Sankey Plot of British Thoracic Society and Scottish Intercollegiate Guidelines Network treatment Step Changes (Excluding changes to and from Step 0)

Notes: t1 and t2 indicate the time before and after a prescribing event, respectively. Transitions to and from step 0 are omitted as they often reflected periods of non-adherence rather than clinician-sanctioned changes in regimen.

There were 625,998 person-years containing at least one prescription, of which for 79.1%, individuals stayed on the same treatment step throughout. 18.7% of person-years featured two distinct treatment steps, of which 24.8% featured multiple switches between the two steps. Only 2.2% of person-years featured three or more distinct treatment steps. 7.2% of person-years featured three or more changes.

Overall, the median time between starting and changing treatment step was 206 days (interquartile range 83 to 514 days). The time duration on a treatment step was typically longer if the change was a step down (median 297 days, interquartile range 152–647 days) compared to a step up (134 days, interquartile range 48–393 days).

The median time to change was substantially shorter for Step 0 than other steps (Table 2) although this step had the highest percentage of censored records (the duration before change after the end of the study was not known; 47.1%) which may have lowered the median estimate.

Table 2 Duration (days) until British Thoracic Society and Scottish Intercollegiate Guidelines Network Treatment Step Change

Discussion

Principal findings

We have developed a reproducible methodology towards categorising asthma treatment regimens and classifying asthma severity by proxy of BTS/SIGN treatment steps using prescription EHRs. This classification process enables population-level studies to examine and adjust for the role of severity in association and outcome studies, and to improve the quality of research which drives clinical asthma management.

We assigned regimens based on combinations of prescribed medications that overlapped in 120-day periods, and found that almost one in five prescription events (19%) corresponded to the regimen high-strength ICS plus LABA, either in a single combination inhaler or in two distinct inhaler units.

There were 625,998 person-years containing at least one prescription. 30% of prescription events corresponded to a regimen at BTS/SIGN step 4, 21% at step 3, 6% at step 2, 6% at step 1, and 26% to step 0 (no ICS prescriptions in the previous 120 days). People stayed on one treatment step for a median of 200 days, but the duration was typically longer if the change was a step down (median 294 days) compared to a step up (129 days). Only 2.7% of person-years featured more than two distinct treatment steps.

Results in context

Asthma treatment classifications such as the BTS/SIGN steps and the GINA steps have been used previously for both population-level [8, 22] and individual-level analyses [32, 39, 40]. Previous studies using the BTS/SIGN steps have interpreted and implemented the guidelines in different ways [8, 22, 28, 29], and indeed the guidelines have also been updated over time, making direct comparisons challenging. There are four main strengths of the methods described herein for the identification of asthma treatment regimens, and their mapping to BTS/SIGN treatment steps.
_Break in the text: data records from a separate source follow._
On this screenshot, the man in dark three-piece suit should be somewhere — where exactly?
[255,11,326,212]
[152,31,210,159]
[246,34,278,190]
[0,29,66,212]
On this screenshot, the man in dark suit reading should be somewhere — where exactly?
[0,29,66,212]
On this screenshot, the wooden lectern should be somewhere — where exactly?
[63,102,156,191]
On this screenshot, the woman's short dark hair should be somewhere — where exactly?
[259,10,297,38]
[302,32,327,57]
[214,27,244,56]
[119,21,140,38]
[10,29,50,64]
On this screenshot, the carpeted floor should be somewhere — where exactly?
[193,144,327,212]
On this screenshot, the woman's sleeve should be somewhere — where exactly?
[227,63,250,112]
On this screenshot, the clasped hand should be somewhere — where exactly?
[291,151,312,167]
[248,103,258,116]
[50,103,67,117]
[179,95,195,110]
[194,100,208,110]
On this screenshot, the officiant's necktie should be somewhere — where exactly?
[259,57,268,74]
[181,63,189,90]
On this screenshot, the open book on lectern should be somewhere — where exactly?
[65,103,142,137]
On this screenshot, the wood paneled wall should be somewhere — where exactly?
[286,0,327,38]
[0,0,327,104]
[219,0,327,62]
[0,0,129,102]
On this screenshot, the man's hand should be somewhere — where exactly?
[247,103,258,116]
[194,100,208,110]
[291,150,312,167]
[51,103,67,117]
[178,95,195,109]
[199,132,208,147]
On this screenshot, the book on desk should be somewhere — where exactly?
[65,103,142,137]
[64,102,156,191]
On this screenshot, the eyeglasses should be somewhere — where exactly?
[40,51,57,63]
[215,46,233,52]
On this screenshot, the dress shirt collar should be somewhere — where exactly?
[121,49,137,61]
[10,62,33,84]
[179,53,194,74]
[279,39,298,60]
First, our implementation of the treatment guidelines maps all possible regimens to a treatment step, which removes the requirement for any manual assignment as there are no possible unclassified combinations. Charlton et al. [28], for example, noted that not all observed regimens “directly translate to a specific treatment step”, and so their allocation was based on “the most comparable treatment step”, although this process was not formally defined. Our implementation is intuitive to interpret, as demonstrated by the decision tree presented in Fig. 1.

Secondly, the use of a grace period (the look-back window for prior prescriptions to classify the treatment regimen) allows prescriptions for different components to be collected on different dates without the treatment step being incorrectly estimated. The use of a 120-day period enables detection of regimen changes in finer resolution, which can be used to evaluate rates of clinical outcomes by treatment step, unlike the year-long observation period used in such studies as Bloom et al. [8]. This may also facilitate the detection of seasonal changes in prescribing patterns. The grace period used in this study is sufficiently long, however, to capture some degree of as-needed ICS use, which is encouraged at step 1 of the 2019 guidelines [11]. Most ICS are prescribed in 30-day supplies (120-dose cannisters for two puffs twice daily, or 60-dose cannisters for two puffs once daily) [41,42,43], and thus up to 25% usage would still be captured as continuation.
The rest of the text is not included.